Talvez até deveria me sentir triste por não ser capaz de atrair a atenção
alheia, mas preferi deixar esse sentimento para o tecladista que sofridamente tentava
criar um clima aprazível de início de festa que, igualmente a mim, era ignorado
sem esforço. Saindo finalmente do banheiro, acabei me deparando com o simpático
garçom que tentou me tirar da mesa.
-
Muito gostoso aquele queijo, não, senhor?
-
Acho que essa definição é pouca, mas, sim, vou concordar com você.
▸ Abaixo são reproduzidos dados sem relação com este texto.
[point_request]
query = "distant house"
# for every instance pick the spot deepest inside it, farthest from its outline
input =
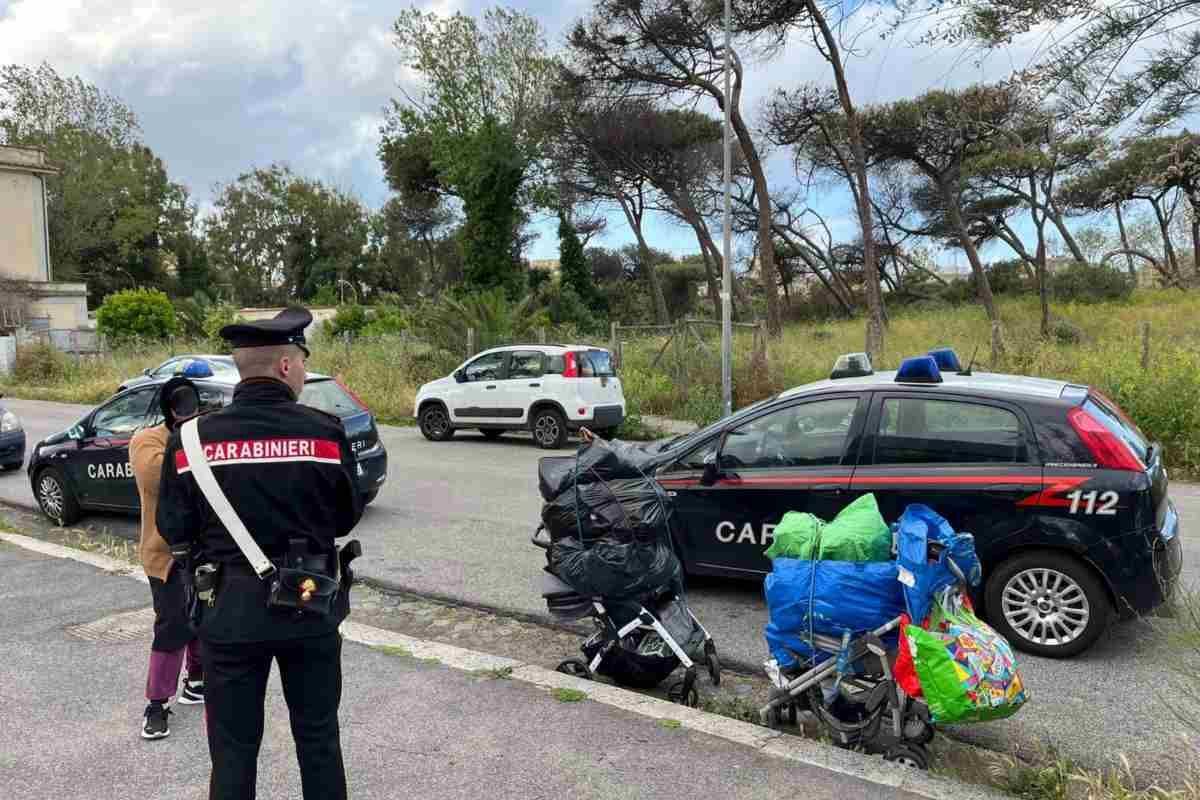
(31, 299)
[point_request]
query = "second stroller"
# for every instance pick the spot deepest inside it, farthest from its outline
(609, 555)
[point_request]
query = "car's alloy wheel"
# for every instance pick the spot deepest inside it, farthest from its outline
(436, 423)
(549, 429)
(49, 494)
(1047, 602)
(1045, 606)
(55, 498)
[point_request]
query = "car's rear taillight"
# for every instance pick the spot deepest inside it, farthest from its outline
(1107, 449)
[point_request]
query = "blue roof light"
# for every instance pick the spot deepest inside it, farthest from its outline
(919, 370)
(947, 360)
(197, 368)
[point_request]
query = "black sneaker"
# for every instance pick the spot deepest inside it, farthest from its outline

Por mim
ficaria ali a noite inteira.
-
E por que não fica, senhor?
-
Porque está na hora de se empanturrar de outra coisa. Sabe... álcool? É você
quem serve?
-
Tem garçom fixo para as bebidas, mas posso arrumar algo para o senhor. Algo em
especial?
-
O que vocês têm para servir?
-
Tem cerveja que está sendo servida na jarra. Espumantes nas taças estão rodando
também. Com menos frequência, mas tem.
-
Nada destilado?
-
O uísque ficou apenas para a diretoria. Tanto que apenas o maître tem acesso a
ele.
-
Puxa, que notícia ruim saber que apenas ele tem acesso ao uísque – lamentei
enquanto sacava uma nota de cinquenta do bolso deixando bem à mostra para o
garçom. – Adoraria uísque com queijo derretido no pão. Sabe como é, né?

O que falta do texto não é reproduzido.